Il analyse par ailleurs, les inepties du discours officiel français et démonte les thèses que les chefs militaires présentaient pour justifier ce qu’ils avaient ordonné d’exécuter, tels que les déclarations de Bugeaud qui qualifie d’ »évènements inévitables » ce qui s’est produit dans le Dahra, pour blanchir l’armée coloniale de son implication dans cette sinistre tragédie.

« Nous espérons démontrer, dira encore Bugeaud, qu’au lieu de blâmer, c’est l’éloge qu’il faudra lui donner (à l’armée). Car si elle fait violence au sentiment d’humanité c’est par dévouement patriotique », rapporte Benali Boukortt dans son récit.

Dans un premier temps, l’ouvrage propose un récit de Mazouna, dans le feu de la résistance, puis relate la longue nuit coloniale que traversent cette ville et toute la région du Dahra.

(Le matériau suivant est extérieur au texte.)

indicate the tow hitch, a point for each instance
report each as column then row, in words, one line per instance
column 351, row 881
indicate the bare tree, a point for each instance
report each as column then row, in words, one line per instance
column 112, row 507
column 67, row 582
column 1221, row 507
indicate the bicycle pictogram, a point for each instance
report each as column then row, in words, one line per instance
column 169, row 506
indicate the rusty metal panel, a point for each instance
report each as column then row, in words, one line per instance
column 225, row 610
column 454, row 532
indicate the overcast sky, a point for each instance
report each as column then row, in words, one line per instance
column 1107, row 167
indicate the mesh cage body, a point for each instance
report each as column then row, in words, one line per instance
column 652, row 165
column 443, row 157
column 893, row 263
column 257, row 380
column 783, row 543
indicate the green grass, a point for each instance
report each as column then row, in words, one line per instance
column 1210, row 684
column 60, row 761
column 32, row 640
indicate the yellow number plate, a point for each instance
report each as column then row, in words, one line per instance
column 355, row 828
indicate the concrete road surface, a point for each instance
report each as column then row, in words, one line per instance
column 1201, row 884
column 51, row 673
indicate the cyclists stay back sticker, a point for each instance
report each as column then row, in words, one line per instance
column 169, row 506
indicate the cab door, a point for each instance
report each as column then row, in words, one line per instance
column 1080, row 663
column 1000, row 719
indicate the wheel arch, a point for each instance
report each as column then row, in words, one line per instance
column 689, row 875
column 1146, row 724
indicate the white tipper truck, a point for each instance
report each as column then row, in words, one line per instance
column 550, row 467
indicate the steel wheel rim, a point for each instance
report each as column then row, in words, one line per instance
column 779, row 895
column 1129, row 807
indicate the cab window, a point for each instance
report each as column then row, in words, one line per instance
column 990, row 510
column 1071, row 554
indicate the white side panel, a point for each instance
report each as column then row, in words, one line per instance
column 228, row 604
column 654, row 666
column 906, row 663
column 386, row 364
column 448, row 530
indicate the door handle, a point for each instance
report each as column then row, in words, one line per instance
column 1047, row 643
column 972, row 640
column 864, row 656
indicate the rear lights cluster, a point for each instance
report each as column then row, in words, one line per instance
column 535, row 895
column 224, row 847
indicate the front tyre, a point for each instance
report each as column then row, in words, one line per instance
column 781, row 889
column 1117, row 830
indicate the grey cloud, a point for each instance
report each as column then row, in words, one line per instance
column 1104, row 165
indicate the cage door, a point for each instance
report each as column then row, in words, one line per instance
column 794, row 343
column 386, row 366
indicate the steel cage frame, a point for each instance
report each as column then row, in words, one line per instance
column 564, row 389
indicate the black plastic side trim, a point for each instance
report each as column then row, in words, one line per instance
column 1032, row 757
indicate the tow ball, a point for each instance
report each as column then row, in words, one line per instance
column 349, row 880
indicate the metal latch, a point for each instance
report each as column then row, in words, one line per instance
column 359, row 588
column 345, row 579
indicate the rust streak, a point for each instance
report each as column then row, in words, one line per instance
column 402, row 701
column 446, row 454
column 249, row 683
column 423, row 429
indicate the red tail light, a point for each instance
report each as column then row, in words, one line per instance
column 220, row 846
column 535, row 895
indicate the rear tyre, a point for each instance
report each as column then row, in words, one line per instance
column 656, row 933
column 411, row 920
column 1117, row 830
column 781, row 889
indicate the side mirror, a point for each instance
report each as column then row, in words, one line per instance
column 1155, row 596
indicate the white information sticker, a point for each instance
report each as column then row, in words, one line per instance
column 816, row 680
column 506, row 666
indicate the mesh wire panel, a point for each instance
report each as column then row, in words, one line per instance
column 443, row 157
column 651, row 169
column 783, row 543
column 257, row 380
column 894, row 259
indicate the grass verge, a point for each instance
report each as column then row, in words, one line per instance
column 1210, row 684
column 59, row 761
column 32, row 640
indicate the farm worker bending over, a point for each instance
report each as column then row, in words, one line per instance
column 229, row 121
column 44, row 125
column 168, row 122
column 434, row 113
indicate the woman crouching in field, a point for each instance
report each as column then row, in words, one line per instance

Sur ce chapitre, l’auteur décrit les villages de colonisation qui se créaient sous l’impulsion de Bugeaud, au lendemain de la fin de la résistance héroïque de Bou Maaza et du génocide d’Ouled Riah, « s’épanouissant sur les décombres des douars expropriés et des centaines de fellahs ravis de leurs lopins de terre et précipités dans la pauvreté et la misère la plus totale ».

Il dépeint alors l’appauvrissement des Mazounis et de l’ensemble du Dahra qui s’aggravait d’année en année, relevant qu’alors que l’enrichissement des colons prenait de l’ampleur, la population algérienne se voyait de plus en plus acculée dans la misère et les fellahs accablés d’impôts et d’amandes se trouvaient dans l’obligation de vendre leurs propriétés qui servit alors à la plantation de la  vigne aux colons.

Après sa rupture avec le PCA, dont il était le Secrétaire général, Benali Boukort (1904-1983), fervent militant pour l’indépendance nationale, rejoignit le PPA dès 1944, où il collabora dans son organe clandestin, « L’Action algérienne ».

Emprisonné à plusieurs reprises, soumis constamment à la torture par les forces d’occupation française, il sera l’un des organisateurs actifs de l’UDMA et milita ensuite au MTLD jusqu’en 1954. Arrêté en 1957, il fut contraint à l’exil jusqu’en 1962.